22 de setembro de 2011

O inferno de Dante e o de Mary Baxter I


por João A. de Souza Filho

No livro As Divinas Revelações do Inferno Mary Baxter descreve as “revelações” que ela teve do inferno, quando o Senhor Jesus a tomou pela mão e lhe deu a missão de contar ao mundo como é o inferno. Confesso que cada pessoa que se diz arrebatada ao céu e ao inferno traz um relato diferente e às vezes contraditório um com o outro. Isso é até possível porque cada pessoa tem um insight (visão ou percepção) diferente da outra. No entanto o relato dessa autora é quase inacreditável. Seu guia pelas salas e dependências do inferno é Jesus que explica pra ela a razão e o porquê tal pessoa está em grande sofrimento.

Jesus mostra para ela as entranhas do inferno. A autora fala dos sofrimentos das pessoas e dos diálogos destas com Jesus, mostrando-se arrependida de ali estarem, pedindo misericórdia.
Bem – eu desconfiava de que anos atrás lera alguma coisa a respeito do inferno – e decidi reler aDivina Comédia de Dante Alighieri, conhecida como o inferno de Dante. Em minha análise percebi que a autora mencionada trocou o poeta Virgílio, que conduz Dante pelos vários círculos do inferno, por Jesus. Enquanto Dante relata os vários círculos aprofundados do inferno em que cada círculo tem buracos e poços onde jazem as almas dos pecadores sendo castigados pelos demônios, Mary Baxter fala a mesma coisa. Cita os poços, a forma de sofrimento das pessoas, tudo igualzinho ao inferno de Dante Alighieri. Às vezes muda o cenário, mas não ameniza os sofrimentos dos ímpios, tendo sempre ao seu lado o Senhor Jesus.

Assim, Virgílio, o poeta no inferno de Dante, que é quem conduz com segurança o autor italiano é trocado por Jesus, da autora Mary Baxter.

Não duvido da afirmação da autora de que Jesus queria que ela avisasse o mundo da realidade do inferno, afinal, Dante, que nasceu em 1265 e descreveu seu “inferno” ao redor de 1300 – tinha 35 anos de idade – e depois de tanto tempo haveria a necessidade de se escrever novamente para o público atual, dessa vez com o objetivo de alertar as novas gerações. Agora, é muita coincidência certas peculiaridades. O que afirma Mary é verdade ou ela usou as descrições de Dante para falar do inferno? Bem, se mentiu ou se falou a verdade, os leitores é que deverão julgá-la.

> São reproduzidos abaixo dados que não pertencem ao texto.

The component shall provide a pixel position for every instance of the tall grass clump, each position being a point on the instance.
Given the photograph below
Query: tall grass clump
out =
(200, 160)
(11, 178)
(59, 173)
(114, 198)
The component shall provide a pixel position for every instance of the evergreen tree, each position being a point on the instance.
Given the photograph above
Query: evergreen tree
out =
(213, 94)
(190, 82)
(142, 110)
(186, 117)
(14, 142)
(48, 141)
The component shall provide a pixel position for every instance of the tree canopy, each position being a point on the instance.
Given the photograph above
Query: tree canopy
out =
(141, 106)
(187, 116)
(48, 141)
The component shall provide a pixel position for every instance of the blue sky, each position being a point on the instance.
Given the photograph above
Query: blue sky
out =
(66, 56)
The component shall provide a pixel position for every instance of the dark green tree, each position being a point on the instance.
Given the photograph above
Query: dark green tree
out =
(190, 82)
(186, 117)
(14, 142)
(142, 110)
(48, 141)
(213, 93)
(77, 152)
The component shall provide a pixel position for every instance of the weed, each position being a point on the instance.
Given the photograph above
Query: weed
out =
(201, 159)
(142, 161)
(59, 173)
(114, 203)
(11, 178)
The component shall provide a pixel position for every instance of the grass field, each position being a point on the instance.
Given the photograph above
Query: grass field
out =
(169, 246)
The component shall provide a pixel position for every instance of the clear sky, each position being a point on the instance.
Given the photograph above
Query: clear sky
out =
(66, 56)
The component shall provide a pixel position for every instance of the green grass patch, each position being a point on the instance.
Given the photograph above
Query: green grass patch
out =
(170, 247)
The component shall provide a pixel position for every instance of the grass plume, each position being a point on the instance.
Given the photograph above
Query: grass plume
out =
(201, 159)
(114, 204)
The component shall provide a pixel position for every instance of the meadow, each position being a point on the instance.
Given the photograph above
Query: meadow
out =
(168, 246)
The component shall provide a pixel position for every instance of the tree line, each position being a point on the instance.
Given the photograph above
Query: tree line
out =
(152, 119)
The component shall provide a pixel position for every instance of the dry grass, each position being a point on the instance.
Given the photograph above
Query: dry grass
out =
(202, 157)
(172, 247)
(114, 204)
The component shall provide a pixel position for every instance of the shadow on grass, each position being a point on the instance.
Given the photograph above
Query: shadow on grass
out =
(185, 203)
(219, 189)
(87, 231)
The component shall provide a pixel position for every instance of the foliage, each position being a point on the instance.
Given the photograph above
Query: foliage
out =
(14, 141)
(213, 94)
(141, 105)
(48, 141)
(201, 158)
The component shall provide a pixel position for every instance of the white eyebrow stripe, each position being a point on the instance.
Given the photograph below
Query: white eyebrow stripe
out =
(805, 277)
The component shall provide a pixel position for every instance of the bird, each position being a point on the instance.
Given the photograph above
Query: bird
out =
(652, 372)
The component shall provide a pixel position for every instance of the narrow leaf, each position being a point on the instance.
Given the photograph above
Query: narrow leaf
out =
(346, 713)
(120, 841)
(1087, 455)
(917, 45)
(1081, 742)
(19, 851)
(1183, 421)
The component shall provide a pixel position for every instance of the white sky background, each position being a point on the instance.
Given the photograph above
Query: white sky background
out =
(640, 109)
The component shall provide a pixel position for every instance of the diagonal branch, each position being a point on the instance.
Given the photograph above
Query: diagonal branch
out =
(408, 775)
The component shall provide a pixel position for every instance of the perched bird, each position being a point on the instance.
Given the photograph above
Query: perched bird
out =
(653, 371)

Não estou duvidando da experiência de Mary Baxter, nem afirmando ser mentira o que ela escreveu. O que quero afirmar é que se a experiência dela foi verdadeira, então Dante deve ter recebido de Deus uma revelação para descrever o inferno, porque um e outro descrevem cenas semelhantes. Agora, se ela plagiou o livro de Dante, então conseguiu criar uma ficção em cima de outra ficção, e deveria ter sido sincera com seus leitores. Porque eu também escrevi ficções em que sou o protagonista – e parece verdade! Mas, meus leitores sabem que é ficção.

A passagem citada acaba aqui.